CHAPTER IX.
O'ROURKE TELLS A SAD STORY

Upon his arrival in New York, Hemming called immediately upon Mr. Dodder, in the New York News Syndicate Building on Fulton Street. He found the manager even stouter than at the time of their first meeting, and of a redder countenance. His manner was as cordial as before, but his mood was not so jovial.

"I am always worrying about something or other, and just now it is my health," he told Hemming. "You don't know what I'd give, captain, for a life like yours—and a good hard body like yours. But I can't drop this job now. It's the very devil, I can tell you, to have one's brain and nerves jumping and twanging all the time, while one's carcass lolls about and puts on fat. I'm sorry I was so smart when I was a kid. Otherwise the old man would not have sent me to college, and I'd never have hustled myself into this slavery. My father was a lumberman, and so was my grandfather. They had big bodies, just like mine, but they lived the right kind of lives for their bodies."

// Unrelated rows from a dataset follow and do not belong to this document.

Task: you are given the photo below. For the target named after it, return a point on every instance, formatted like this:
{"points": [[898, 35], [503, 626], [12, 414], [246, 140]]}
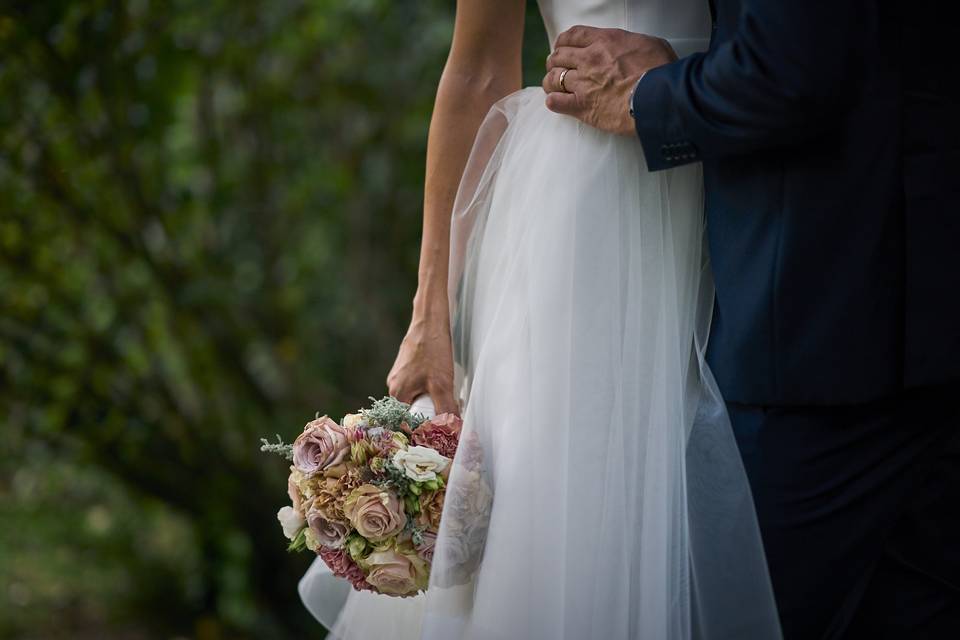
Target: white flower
{"points": [[354, 420], [291, 520], [421, 464]]}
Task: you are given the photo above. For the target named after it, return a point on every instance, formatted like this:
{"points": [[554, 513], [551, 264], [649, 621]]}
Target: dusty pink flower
{"points": [[343, 566], [332, 535], [375, 513], [397, 574], [441, 433], [323, 444]]}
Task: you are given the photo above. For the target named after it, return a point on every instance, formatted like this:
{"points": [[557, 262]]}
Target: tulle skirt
{"points": [[598, 491]]}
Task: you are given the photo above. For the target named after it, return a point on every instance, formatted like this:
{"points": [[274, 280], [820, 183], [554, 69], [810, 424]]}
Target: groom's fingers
{"points": [[566, 57], [578, 36], [551, 81]]}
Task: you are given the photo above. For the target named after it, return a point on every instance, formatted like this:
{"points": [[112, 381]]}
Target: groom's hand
{"points": [[603, 66]]}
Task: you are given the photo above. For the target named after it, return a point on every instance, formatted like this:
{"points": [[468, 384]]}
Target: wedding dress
{"points": [[580, 304]]}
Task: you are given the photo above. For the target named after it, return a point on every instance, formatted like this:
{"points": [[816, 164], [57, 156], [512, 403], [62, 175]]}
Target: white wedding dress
{"points": [[580, 302]]}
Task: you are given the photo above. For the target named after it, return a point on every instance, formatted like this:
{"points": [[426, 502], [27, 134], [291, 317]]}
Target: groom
{"points": [[829, 134]]}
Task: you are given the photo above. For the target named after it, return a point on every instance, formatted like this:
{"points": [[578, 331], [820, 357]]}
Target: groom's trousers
{"points": [[859, 507]]}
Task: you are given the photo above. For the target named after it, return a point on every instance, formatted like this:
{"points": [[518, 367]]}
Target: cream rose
{"points": [[291, 520], [421, 464], [397, 574], [375, 513]]}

Hemming felt sorry for him. He saw that the gigantic body was at strife with the manner of life to which it was held, and that the same physique that had proved itself a blessing to the lumberman, was a menace to the desk-worker.

"Better take a few months in the woods," he suggested.

Dodder laughed bitterly. "You might just as well advise me to take a few months in heaven," he said.

Hemming asked for news of O'Rourke.

The manager's face lighted.

"O'Rourke," he exclaimed, "is a man wise in his generation. Shackles of gold couldn't hold that chap from his birthright of freedom. He did us some fine work for a time,—rode with Gomez and got his news out somehow or other,—but went under with enteric and left Cuba. We kept him on, of course, but as soon as he could move around again he resigned his position. He said he had some very pressing business affair to see to."

"Is he well again?" asked Hemming, anxiously.